HS2: an economic turkey that just became even more expensive

Artist's impression of the HS2 Birmingham and Fazeley viaduct
An artist's impression of the planned Birmingham and Fazeley viaduct on the HS2 rail route. Photograph: HS2/PA

Bad news: the economic turkey that is HS2 has just become more expensive. Forget £32.8bn, the working assumption until Wednesday for the cost of building the high-speed railway. The new price tag is £42.6bn, the transport secretary, Patrick McLoughlin, told the Commons.

Yes, the new number includes "contingencies", but so did the old number. Most of the extra costs derive from route changes, extra tunnels and the need to link HS2 to HS1, the line to the channel tunnel.

That's the way of things with big infrastructure projects, of course. The cost usually goes up. It happened with the west coast mainline and the Olympics.

By now, though, the government and the Labour party should be asking the hard question: since no project can be allowed a limitless budget, at what point would they deem HS2 to be too expensive?

They should start by studying last month's excellent report by the National Audit Office, which pointed out two uncomfortable truths.

First, the economic benefits from HS2 have fallen radically during the planning process.

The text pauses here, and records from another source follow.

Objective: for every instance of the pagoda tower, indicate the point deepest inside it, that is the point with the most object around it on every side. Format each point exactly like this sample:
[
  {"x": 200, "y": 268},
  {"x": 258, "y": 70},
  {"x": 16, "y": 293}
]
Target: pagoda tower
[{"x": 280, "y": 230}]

Back in 2010, it was envisaged that every £1 spent on the first stage of the line between London and Birmingham would yield £2.60 of benefits. Since then the figure has fallen to £1.40 – and that was using the old projected costs.

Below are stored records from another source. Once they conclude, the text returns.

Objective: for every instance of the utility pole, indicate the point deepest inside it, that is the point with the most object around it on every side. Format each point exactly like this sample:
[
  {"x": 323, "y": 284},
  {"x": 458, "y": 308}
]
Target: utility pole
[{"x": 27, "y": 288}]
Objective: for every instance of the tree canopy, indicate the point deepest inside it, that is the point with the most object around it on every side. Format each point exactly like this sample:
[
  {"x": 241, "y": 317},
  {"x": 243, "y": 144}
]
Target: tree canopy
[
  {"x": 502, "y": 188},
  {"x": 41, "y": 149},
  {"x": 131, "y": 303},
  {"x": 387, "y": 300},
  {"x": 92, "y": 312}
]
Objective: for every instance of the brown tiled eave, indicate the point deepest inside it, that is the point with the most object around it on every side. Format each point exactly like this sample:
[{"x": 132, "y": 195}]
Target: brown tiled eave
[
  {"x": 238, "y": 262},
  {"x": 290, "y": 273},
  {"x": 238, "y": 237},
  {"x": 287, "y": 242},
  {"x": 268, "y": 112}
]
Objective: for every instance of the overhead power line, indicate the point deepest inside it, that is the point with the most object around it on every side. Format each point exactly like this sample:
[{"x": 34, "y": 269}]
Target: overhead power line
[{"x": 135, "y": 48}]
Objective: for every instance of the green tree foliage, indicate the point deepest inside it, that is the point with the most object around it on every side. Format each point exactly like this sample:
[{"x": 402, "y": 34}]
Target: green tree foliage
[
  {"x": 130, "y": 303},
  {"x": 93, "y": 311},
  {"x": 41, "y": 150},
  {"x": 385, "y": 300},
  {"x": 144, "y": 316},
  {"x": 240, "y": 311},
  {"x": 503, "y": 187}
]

Second, heroic assumptions have been made in calculating the supposed economic benefits. For example, the colossal sum of £12.6bn is meant to arise from carrying business travellers at faster speeds. But the Department for Transport appears to have assumed that business folk do no work on trains, which is clearly nonsense in the age of Wi-Fi.

As the NAO put it, the department's methodology "uses a simplifying assumption that time spent travelling is unproductive".

The government should go back to the drawing board. There may be an urgent need to increase rail capacity but HS2 is highly unlikely to be the most sensible solution. The economic case, already marginal, gets worse with every new set of numbers. It is time to consider smaller projects with quicker and more certain benefits.